Eduardo "Volkswagen" Hernández

Personal information
- Full name: Eduardo Hernández Martínez
- Place of birth: El Salvador
- Position: Forward

Senior career*
- Years: Team / Apps / (Gls)
- Alianza
- 1962: Atlante San Alejo
- Juventud Olímpica

International career
- 1961–1965: El Salvador / 12 / (11)

= Eduardo Hernández (forward) =

Salvadoran footballer

Eduardo "Volkswagen" Hernández Martínez is a retired footballer from El Salvador who played as a forward.

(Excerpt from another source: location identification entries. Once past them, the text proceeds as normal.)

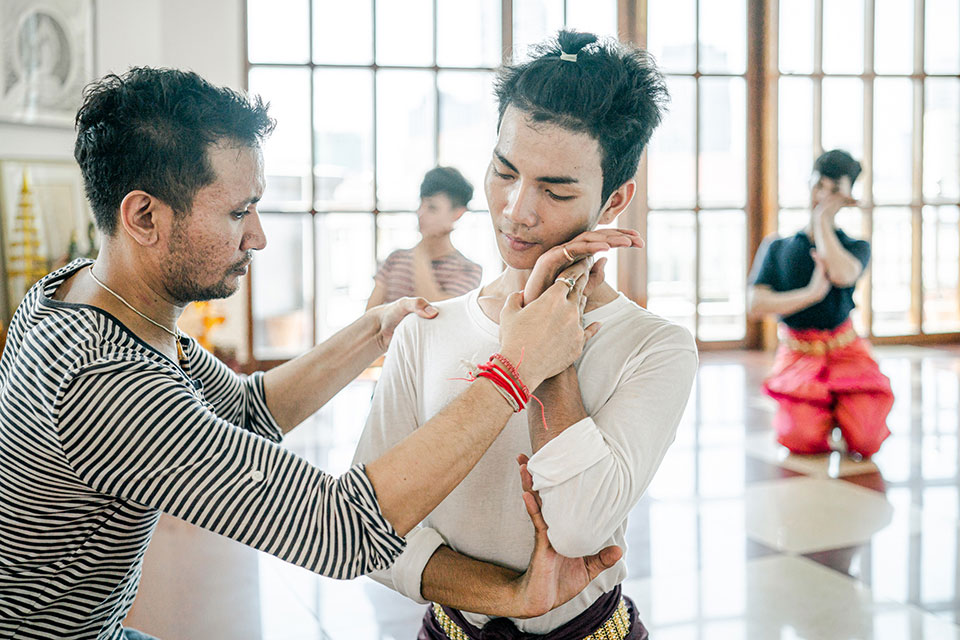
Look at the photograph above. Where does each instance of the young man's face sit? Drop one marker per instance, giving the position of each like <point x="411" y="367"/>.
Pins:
<point x="823" y="187"/>
<point x="543" y="187"/>
<point x="211" y="246"/>
<point x="437" y="215"/>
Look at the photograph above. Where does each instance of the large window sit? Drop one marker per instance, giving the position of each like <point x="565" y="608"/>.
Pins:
<point x="879" y="78"/>
<point x="368" y="96"/>
<point x="697" y="169"/>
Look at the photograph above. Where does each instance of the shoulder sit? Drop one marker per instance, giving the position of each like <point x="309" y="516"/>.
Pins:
<point x="646" y="331"/>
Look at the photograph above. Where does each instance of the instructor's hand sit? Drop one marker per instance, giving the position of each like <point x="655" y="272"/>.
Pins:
<point x="388" y="316"/>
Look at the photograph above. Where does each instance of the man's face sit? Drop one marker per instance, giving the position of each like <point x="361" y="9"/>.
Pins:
<point x="823" y="187"/>
<point x="543" y="187"/>
<point x="437" y="215"/>
<point x="211" y="246"/>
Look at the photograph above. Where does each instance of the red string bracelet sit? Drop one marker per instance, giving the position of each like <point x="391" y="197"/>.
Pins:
<point x="508" y="382"/>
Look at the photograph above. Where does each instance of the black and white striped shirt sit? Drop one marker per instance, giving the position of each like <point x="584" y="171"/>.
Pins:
<point x="100" y="433"/>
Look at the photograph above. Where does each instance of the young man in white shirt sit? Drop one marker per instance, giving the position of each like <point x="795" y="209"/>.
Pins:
<point x="573" y="123"/>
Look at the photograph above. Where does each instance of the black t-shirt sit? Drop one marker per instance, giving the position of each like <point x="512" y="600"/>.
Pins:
<point x="784" y="264"/>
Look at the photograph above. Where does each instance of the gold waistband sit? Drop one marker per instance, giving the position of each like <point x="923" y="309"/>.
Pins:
<point x="820" y="347"/>
<point x="616" y="627"/>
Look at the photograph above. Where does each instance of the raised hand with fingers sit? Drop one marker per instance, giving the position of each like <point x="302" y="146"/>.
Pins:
<point x="563" y="259"/>
<point x="552" y="579"/>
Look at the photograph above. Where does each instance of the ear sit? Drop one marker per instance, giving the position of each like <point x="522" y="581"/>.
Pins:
<point x="618" y="201"/>
<point x="142" y="216"/>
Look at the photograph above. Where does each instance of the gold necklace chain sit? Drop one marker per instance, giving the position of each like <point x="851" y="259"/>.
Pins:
<point x="176" y="334"/>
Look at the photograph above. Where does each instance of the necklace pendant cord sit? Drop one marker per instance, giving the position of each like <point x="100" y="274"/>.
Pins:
<point x="176" y="334"/>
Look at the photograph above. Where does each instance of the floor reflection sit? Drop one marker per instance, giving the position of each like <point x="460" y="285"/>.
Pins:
<point x="733" y="539"/>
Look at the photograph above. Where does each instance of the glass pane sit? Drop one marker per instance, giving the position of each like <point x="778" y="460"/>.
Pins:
<point x="671" y="167"/>
<point x="795" y="104"/>
<point x="345" y="268"/>
<point x="790" y="221"/>
<point x="893" y="36"/>
<point x="941" y="139"/>
<point x="843" y="115"/>
<point x="723" y="142"/>
<point x="941" y="266"/>
<point x="396" y="231"/>
<point x="473" y="237"/>
<point x="892" y="140"/>
<point x="282" y="321"/>
<point x="672" y="34"/>
<point x="405" y="33"/>
<point x="723" y="36"/>
<point x="278" y="31"/>
<point x="342" y="32"/>
<point x="405" y="136"/>
<point x="942" y="46"/>
<point x="343" y="136"/>
<point x="477" y="46"/>
<point x="286" y="153"/>
<point x="723" y="272"/>
<point x="796" y="36"/>
<point x="593" y="16"/>
<point x="671" y="260"/>
<point x="533" y="21"/>
<point x="842" y="36"/>
<point x="468" y="125"/>
<point x="892" y="252"/>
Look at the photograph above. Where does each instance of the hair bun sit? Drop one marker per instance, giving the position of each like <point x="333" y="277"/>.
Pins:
<point x="572" y="42"/>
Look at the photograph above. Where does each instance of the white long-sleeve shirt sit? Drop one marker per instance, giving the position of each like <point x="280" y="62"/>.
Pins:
<point x="635" y="377"/>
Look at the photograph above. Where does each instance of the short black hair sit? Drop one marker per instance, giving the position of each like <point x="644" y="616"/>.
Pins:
<point x="150" y="129"/>
<point x="837" y="163"/>
<point x="612" y="91"/>
<point x="449" y="181"/>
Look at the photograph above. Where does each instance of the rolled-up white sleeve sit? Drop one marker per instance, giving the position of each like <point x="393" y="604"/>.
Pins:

He holds a record for being one of the top 10 goalscorers for the El Salvador national team with 11 goals. "Volkswagen" Hernández participated at the 1961 CCCF Championship, 1963 CONCACAF Championship and the 1965 CONCACAF Championship. Hernández also played at Alianza F.C. of the Salvadoran Premier League in the 1960s.

==International career==
Nicknamed Volkswagen, Hernández played only one game at the 1961 CCCF Championship against Nicaragua where El Salvador won by a score of 10–2. He scored 2 goals at the 69th and 74th minute. At the 1963 CONCACAF Championship, hosted in El Salvador, Hernández started in all 7 games, scoring in 6. He played against Nicaragua (6–1) and scored at the 1st minute; against Panama (1–1) and scored at the 87th minute; against Honduras (2–2) and scored at the 65th minute; against Guatemala (1–1) and scored at the 24th minute; against Costa Rica (1–4) but did not score; against Honduras (3–0) and scored 2 goals at the 13th and 34th minute; against Curaçao (3–2) and scored 2 goals at the 15th and 80th minute. El Salvador were runner-up in the competition. At the 1965 CONCACAF Championship, Hernández played only one game against Curaçao (1–1) and scored one goal at the 8th minute.